3 min read

It’s been three whole years since we took our first step(s) through the big doors of high school, and towards the outer world most live in. We are no longer huddled in groups of giggling underclassmen, afraid to go to the bathroom by ourselves, and we are not racing around the halls like middle schoolers. (Ha-ha, well, some of us aren’t.) It doesn’t matter what we look like or what we wear, because as seniors, we realize we’re becoming more confident about who we are, and our potential in the life outside of our cocoon we call ‘high school’.

Every year after freshman year becomes easier to manage, except for the homework. Each and every one of us has become better friends with others as we all have ‘tried’ to mature into the adults we will someday become. We all have our ups and downs and the people who we don’t get along with, but we also have the people who do care about us and will help us with what we need, whether our friends, teachers, or our families.

High school is just one of the bumps in the road on our way to adulthood. It does not solely help us nor hurt us. It does both. It helps us become the people we graduate as, but it also hurts us by the maturity or lack there of, and the hurt that comes along with those attempting to mature, and how they handle themselves. As seniors we have managed to start to grow out of what we were and did as underclassmen.

Becoming a senior was no big deal. For me, I realized at the end of my sophomore year, that next year, my junior year, was my last year to feel almost free from the pressures, or more so the expectations of what I was to become. When I finally realized the year had come, and I was now a senior, I felt as if I was on top of the world without stepping over the boundaries, of course. Being a senior is extremely empowering, only in the realization that we have made it to the top, but strangely, just to leave high school and start all over again in a bigger more engrossing school: College.

I have figured out now, after going through half of my senior year, that we are no different than anyone else. It’s just how we perceive ourselves.

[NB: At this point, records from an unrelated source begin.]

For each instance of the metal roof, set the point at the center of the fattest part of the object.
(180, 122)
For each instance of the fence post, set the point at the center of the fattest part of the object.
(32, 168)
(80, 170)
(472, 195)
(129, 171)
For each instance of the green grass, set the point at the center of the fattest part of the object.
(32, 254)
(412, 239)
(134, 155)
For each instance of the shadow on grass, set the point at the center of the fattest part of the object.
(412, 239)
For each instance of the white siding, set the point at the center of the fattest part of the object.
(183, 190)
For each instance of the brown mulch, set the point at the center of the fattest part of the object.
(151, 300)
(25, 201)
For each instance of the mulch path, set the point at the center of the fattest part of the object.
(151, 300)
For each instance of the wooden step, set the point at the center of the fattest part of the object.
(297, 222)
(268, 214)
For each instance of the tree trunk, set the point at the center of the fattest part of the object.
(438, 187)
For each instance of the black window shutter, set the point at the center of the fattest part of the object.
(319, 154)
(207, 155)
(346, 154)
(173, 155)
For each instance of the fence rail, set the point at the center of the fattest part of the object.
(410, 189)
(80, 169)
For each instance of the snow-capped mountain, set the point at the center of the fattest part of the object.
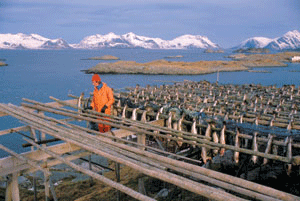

No one really realizes until they have been, or become a senior, how much most of us now feel the need to move on and depart from what we have always known. We need to discover ourselves as well as our potential in the world. As seniors, we are tired of having to occupy our time with tedious busy work and the constant hassle of who’s going to start the next rumor. As 2006 has come to a close, and 2007 has begun, we seniors are hopefully going to embrace the future and what it brings, and meet every challenge with our heads held high in order to prosper in the future.